A study done by the Pew Research Center in 2010 asked four different generations what made them unique. The answers varied by generation, except for one thing — each generation said they were “smarter.”This was the first thing I found when researching various generations, and it was both a funny and interesting place to start.
For the most part, generations are a concept created by the media. The only generations defined by the census are Baby Boomers and Milennials. The rest have different time spans depending on where you look, and even different names. However, these generations are something every marketer should understand. Each group grew up during different events and circumstances that have shaped who they are and the ways they view and interpret different messages. Let’s talk about them…
Silent Generation (aka The Greatest Generation, Depression Generation)
This group was born between 1925-1945. They grew up during WWII and the Great Depression. They watched America come together during times of great struggle and rise to become a super power. These events have made them very patriotic and have led them to value rationing, savings, morals and ethics. They are more likely to respond to “we” and “us” in advertising.
This group was born between 1946-1964. They were shaped by events such as the assassinations of John F. Kennedy and Martin Luther King Jr., the moon landing, the Vietnam War and the Civil Rights Movement. This generation was the largest on record (now surpassed by millennials), which has spurred them to feel powerful in what they can accomplish. They were raised on the “American Dream” and it turned them into very hard workers. They are self-assured, competitive and goal-oriented. This generation is reaching a point where most are empty nesters and they have a substantial amount of discretionary income and time. They are attracted to products that make their lives easier, and they're also less price-sensitive. Since this group is aging, health is a concern, but they are still very active and do not want to be treated or messaged to as if they are feeble. They respond to positive, emotionally meaningful messaging — tell them a story.
This group was born between 1965-1980. They were shaped by events like the fall of the Berlin Wall, the Challenger disaster, the Rodney King beating, the energy crisis, the rise of the personal computer and Watergate. This generation is America’s neglected middle child. They are sandwiched between two HUGE generations that marketers have worked very hard to cater to. They grew up in the shadow of Baby Boomers and blame them for many economic issues. They were the first major generation of latchkey kids, which has caused them to strive for a work/life/family balance they didn’t feel their parents had. As most middle children are, this generation is savvy, self-reliant and adaptable. This generation is very skeptical and highly educated. To message to them, you need to be honest and transparent and approach them as a consultant rather than a seller.

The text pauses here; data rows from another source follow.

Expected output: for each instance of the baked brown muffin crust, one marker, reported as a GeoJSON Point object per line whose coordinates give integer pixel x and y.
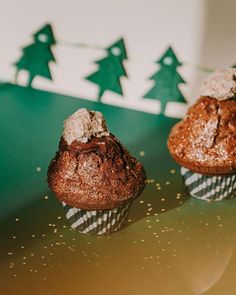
{"type": "Point", "coordinates": [205, 140]}
{"type": "Point", "coordinates": [100, 174]}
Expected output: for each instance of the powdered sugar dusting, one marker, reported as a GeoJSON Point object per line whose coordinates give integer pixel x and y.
{"type": "Point", "coordinates": [220, 85]}
{"type": "Point", "coordinates": [83, 125]}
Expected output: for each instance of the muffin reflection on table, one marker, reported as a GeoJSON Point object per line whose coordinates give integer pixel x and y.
{"type": "Point", "coordinates": [204, 142]}
{"type": "Point", "coordinates": [93, 175]}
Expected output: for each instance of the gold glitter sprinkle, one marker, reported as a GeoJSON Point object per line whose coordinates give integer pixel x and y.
{"type": "Point", "coordinates": [150, 181]}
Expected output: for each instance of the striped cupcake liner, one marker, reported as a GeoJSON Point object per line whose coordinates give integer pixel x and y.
{"type": "Point", "coordinates": [97, 222]}
{"type": "Point", "coordinates": [209, 188]}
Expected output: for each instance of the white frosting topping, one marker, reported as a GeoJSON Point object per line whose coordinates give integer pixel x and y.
{"type": "Point", "coordinates": [84, 124]}
{"type": "Point", "coordinates": [220, 84]}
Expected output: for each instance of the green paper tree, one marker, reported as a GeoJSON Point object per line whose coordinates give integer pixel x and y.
{"type": "Point", "coordinates": [166, 80]}
{"type": "Point", "coordinates": [110, 69]}
{"type": "Point", "coordinates": [36, 57]}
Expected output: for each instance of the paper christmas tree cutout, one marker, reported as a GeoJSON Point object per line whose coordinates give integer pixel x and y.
{"type": "Point", "coordinates": [110, 69]}
{"type": "Point", "coordinates": [166, 80]}
{"type": "Point", "coordinates": [36, 57]}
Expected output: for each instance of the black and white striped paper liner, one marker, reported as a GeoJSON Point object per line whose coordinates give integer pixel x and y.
{"type": "Point", "coordinates": [96, 222]}
{"type": "Point", "coordinates": [209, 188]}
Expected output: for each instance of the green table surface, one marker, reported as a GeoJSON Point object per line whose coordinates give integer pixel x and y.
{"type": "Point", "coordinates": [172, 244]}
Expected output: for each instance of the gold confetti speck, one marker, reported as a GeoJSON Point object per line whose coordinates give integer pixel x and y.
{"type": "Point", "coordinates": [150, 181]}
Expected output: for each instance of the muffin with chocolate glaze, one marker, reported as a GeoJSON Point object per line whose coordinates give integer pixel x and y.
{"type": "Point", "coordinates": [204, 142]}
{"type": "Point", "coordinates": [93, 175]}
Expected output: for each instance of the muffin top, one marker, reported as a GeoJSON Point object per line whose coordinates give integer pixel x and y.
{"type": "Point", "coordinates": [91, 169]}
{"type": "Point", "coordinates": [205, 140]}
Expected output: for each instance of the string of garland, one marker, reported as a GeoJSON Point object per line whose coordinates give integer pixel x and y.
{"type": "Point", "coordinates": [36, 57]}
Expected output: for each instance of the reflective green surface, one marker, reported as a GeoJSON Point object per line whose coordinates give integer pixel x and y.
{"type": "Point", "coordinates": [172, 244]}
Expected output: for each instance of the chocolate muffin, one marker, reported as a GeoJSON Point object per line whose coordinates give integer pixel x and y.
{"type": "Point", "coordinates": [94, 176]}
{"type": "Point", "coordinates": [204, 142]}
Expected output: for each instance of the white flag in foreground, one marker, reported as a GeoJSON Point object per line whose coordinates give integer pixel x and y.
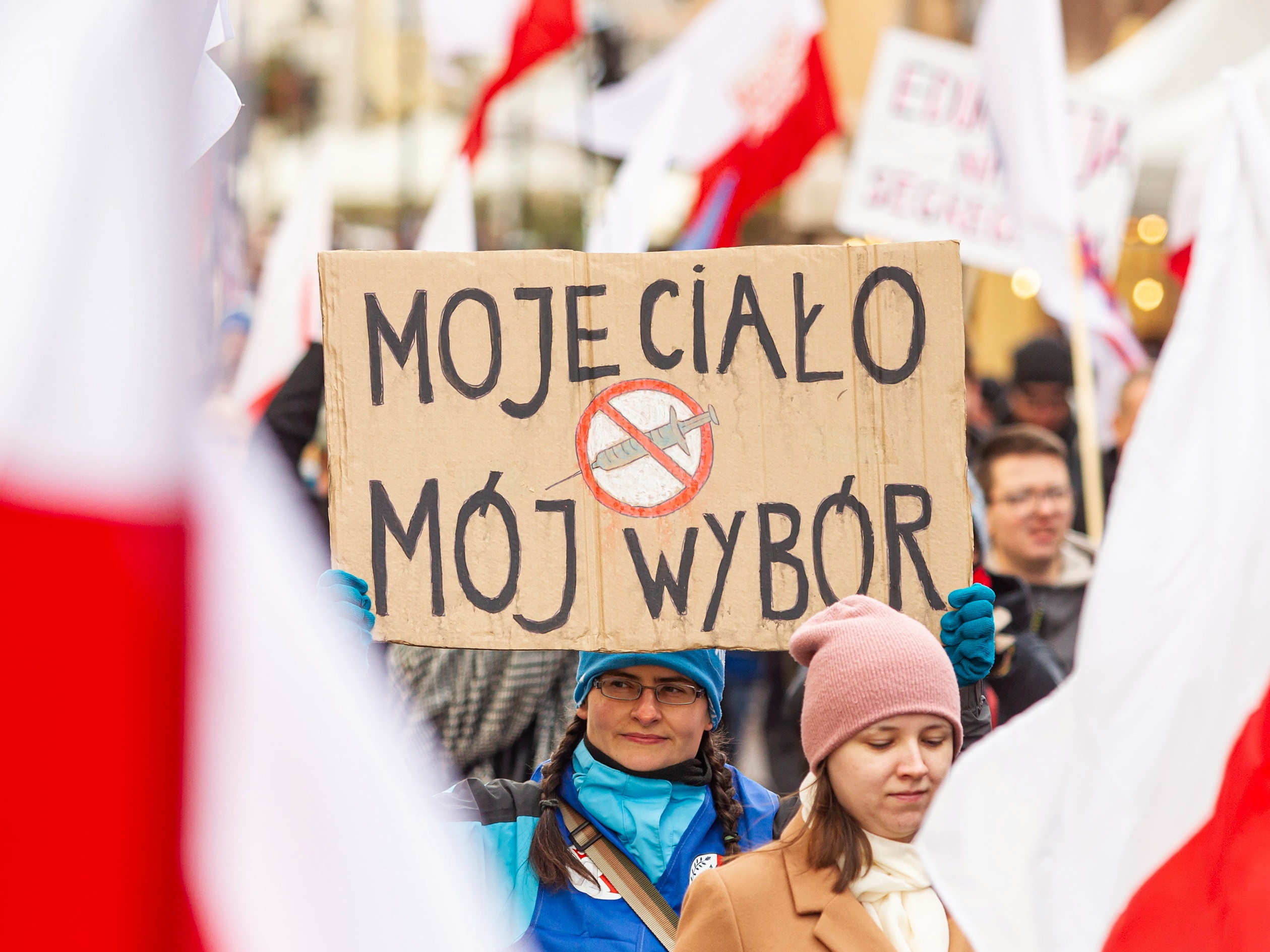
{"type": "Point", "coordinates": [1128, 810]}
{"type": "Point", "coordinates": [451, 223]}
{"type": "Point", "coordinates": [627, 223]}
{"type": "Point", "coordinates": [214, 102]}
{"type": "Point", "coordinates": [305, 826]}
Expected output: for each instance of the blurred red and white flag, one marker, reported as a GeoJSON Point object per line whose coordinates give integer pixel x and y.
{"type": "Point", "coordinates": [756, 104]}
{"type": "Point", "coordinates": [542, 28]}
{"type": "Point", "coordinates": [195, 760]}
{"type": "Point", "coordinates": [524, 35]}
{"type": "Point", "coordinates": [1023, 56]}
{"type": "Point", "coordinates": [287, 316]}
{"type": "Point", "coordinates": [1131, 810]}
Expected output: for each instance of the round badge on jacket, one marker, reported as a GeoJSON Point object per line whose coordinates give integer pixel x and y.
{"type": "Point", "coordinates": [605, 890]}
{"type": "Point", "coordinates": [706, 861]}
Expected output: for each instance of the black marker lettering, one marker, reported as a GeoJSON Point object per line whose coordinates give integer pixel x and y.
{"type": "Point", "coordinates": [480, 502]}
{"type": "Point", "coordinates": [770, 551]}
{"type": "Point", "coordinates": [571, 568]}
{"type": "Point", "coordinates": [743, 294]}
{"type": "Point", "coordinates": [915, 343]}
{"type": "Point", "coordinates": [577, 372]}
{"type": "Point", "coordinates": [473, 392]}
{"type": "Point", "coordinates": [840, 500]}
{"type": "Point", "coordinates": [522, 412]}
{"type": "Point", "coordinates": [675, 586]}
{"type": "Point", "coordinates": [379, 332]}
{"type": "Point", "coordinates": [385, 520]}
{"type": "Point", "coordinates": [897, 531]}
{"type": "Point", "coordinates": [802, 327]}
{"type": "Point", "coordinates": [728, 544]}
{"type": "Point", "coordinates": [663, 362]}
{"type": "Point", "coordinates": [700, 362]}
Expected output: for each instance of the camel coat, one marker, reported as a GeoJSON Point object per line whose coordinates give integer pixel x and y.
{"type": "Point", "coordinates": [770, 902]}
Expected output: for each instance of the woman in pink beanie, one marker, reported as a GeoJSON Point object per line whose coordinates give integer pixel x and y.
{"type": "Point", "coordinates": [880, 728]}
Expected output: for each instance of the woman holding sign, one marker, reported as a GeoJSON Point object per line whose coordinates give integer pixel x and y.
{"type": "Point", "coordinates": [638, 800]}
{"type": "Point", "coordinates": [880, 729]}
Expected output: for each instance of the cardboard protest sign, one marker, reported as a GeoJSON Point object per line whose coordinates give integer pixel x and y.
{"type": "Point", "coordinates": [924, 164]}
{"type": "Point", "coordinates": [644, 451]}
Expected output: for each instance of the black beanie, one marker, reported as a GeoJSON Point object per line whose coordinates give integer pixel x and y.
{"type": "Point", "coordinates": [1044, 361]}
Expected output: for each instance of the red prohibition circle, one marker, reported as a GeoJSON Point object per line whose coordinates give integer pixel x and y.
{"type": "Point", "coordinates": [602, 403]}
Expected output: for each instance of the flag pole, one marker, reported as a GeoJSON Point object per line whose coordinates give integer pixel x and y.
{"type": "Point", "coordinates": [1086, 404]}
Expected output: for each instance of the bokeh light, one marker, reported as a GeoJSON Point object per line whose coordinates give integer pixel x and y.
{"type": "Point", "coordinates": [1025, 283]}
{"type": "Point", "coordinates": [1152, 229]}
{"type": "Point", "coordinates": [1148, 294]}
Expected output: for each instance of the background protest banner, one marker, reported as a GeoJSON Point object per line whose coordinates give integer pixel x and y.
{"type": "Point", "coordinates": [924, 164]}
{"type": "Point", "coordinates": [644, 451]}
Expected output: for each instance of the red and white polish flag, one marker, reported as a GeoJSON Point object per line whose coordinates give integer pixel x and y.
{"type": "Point", "coordinates": [757, 103]}
{"type": "Point", "coordinates": [192, 760]}
{"type": "Point", "coordinates": [1131, 810]}
{"type": "Point", "coordinates": [541, 28]}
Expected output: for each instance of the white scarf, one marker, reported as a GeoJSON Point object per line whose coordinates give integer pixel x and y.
{"type": "Point", "coordinates": [896, 890]}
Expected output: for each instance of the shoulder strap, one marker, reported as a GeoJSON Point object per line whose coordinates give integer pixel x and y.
{"type": "Point", "coordinates": [625, 876]}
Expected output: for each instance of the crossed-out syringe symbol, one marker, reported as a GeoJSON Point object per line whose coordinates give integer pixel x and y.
{"type": "Point", "coordinates": [675, 433]}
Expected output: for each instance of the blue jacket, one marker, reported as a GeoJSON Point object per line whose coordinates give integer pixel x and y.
{"type": "Point", "coordinates": [497, 821]}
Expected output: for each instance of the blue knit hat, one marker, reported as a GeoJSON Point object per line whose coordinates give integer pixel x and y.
{"type": "Point", "coordinates": [704, 666]}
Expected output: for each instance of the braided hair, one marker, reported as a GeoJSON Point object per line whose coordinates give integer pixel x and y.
{"type": "Point", "coordinates": [549, 852]}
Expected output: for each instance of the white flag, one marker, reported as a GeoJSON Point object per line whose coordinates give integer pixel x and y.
{"type": "Point", "coordinates": [1023, 59]}
{"type": "Point", "coordinates": [214, 102]}
{"type": "Point", "coordinates": [289, 307]}
{"type": "Point", "coordinates": [743, 57]}
{"type": "Point", "coordinates": [451, 223]}
{"type": "Point", "coordinates": [627, 223]}
{"type": "Point", "coordinates": [1121, 791]}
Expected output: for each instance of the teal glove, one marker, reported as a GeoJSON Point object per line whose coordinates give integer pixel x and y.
{"type": "Point", "coordinates": [347, 603]}
{"type": "Point", "coordinates": [970, 634]}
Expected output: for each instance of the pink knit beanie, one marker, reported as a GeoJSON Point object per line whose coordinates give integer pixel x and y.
{"type": "Point", "coordinates": [865, 663]}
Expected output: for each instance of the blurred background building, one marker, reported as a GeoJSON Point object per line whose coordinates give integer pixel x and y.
{"type": "Point", "coordinates": [360, 78]}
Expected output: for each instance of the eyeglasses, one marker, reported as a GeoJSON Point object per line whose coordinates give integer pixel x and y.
{"type": "Point", "coordinates": [630, 689]}
{"type": "Point", "coordinates": [1032, 498]}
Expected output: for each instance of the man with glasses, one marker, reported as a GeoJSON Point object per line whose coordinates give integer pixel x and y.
{"type": "Point", "coordinates": [1041, 394]}
{"type": "Point", "coordinates": [1038, 565]}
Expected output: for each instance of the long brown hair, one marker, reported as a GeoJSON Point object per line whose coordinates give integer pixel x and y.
{"type": "Point", "coordinates": [549, 851]}
{"type": "Point", "coordinates": [833, 835]}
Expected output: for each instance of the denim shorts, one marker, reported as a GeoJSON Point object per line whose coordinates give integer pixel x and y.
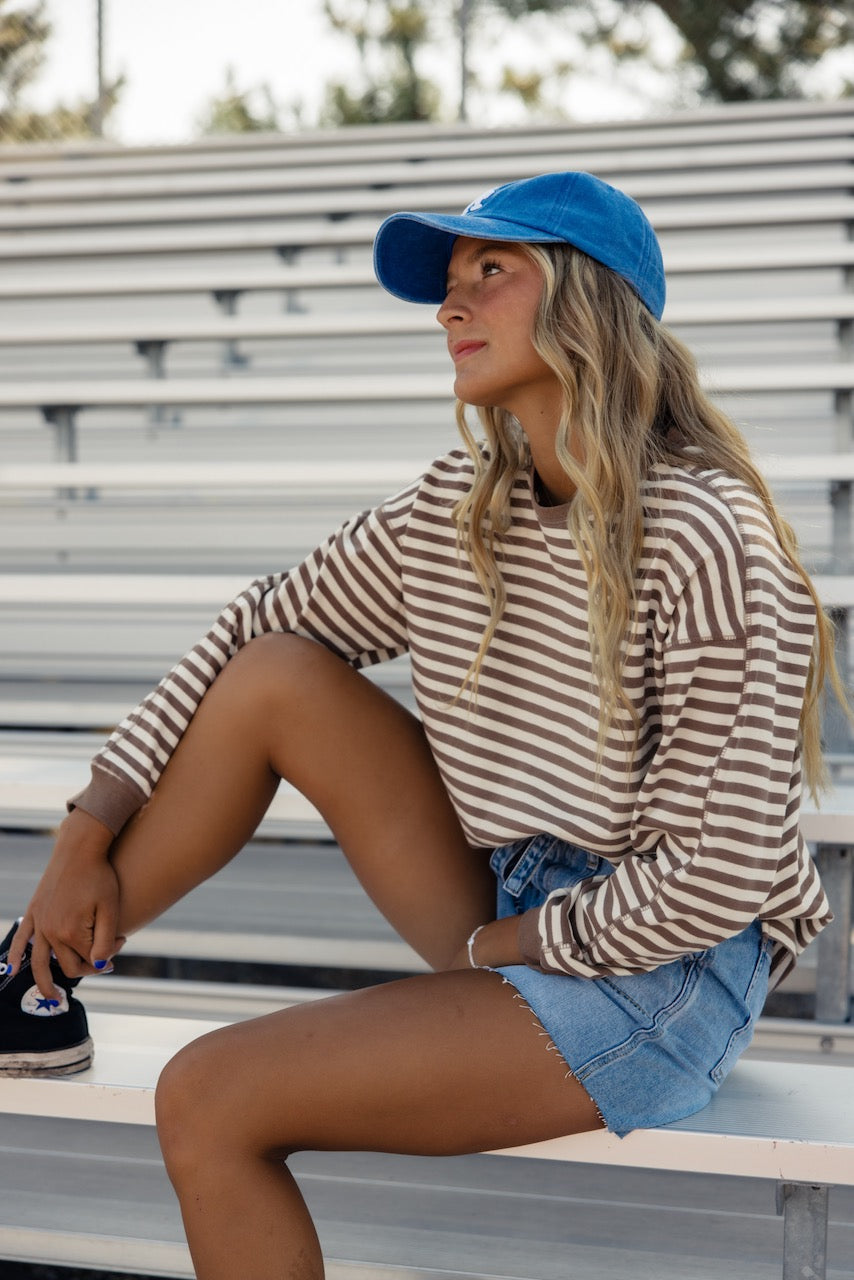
{"type": "Point", "coordinates": [651, 1047]}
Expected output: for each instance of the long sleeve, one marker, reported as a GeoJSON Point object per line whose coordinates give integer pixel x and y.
{"type": "Point", "coordinates": [718, 803]}
{"type": "Point", "coordinates": [346, 595]}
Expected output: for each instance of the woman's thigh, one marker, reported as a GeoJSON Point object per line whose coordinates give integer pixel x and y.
{"type": "Point", "coordinates": [438, 1064]}
{"type": "Point", "coordinates": [286, 707]}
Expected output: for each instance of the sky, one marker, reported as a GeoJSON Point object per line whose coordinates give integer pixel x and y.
{"type": "Point", "coordinates": [174, 55]}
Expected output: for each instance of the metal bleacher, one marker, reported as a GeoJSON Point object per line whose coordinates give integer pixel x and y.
{"type": "Point", "coordinates": [199, 378]}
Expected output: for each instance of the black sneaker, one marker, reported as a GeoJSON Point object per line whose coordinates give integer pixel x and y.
{"type": "Point", "coordinates": [40, 1036]}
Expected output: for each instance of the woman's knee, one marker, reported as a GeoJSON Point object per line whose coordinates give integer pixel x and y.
{"type": "Point", "coordinates": [190, 1102]}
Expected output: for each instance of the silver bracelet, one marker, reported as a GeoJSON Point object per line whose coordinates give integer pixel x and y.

This group was born between 1981 and 2000. They have been shaped by major events such as 9/11, a technological boom, the recession and the Iraq War. There are hundreds of articles on this generation, many of them negative. Who this generation is and what they will become is still to be determined, but being a millennial myself, I hope for the best. The current marketing conversation has seemed to steer very strongly towards millennials. I think it is important to understand this group, but to only focus on them is ignoring not only a large group of people, but also a LOT OF MONEY. Your messaging should not be “one size fits all.” If marketers consider the different characteristics and behaviors of each generation, it will be easier for them to build relationships and gain their trust and business.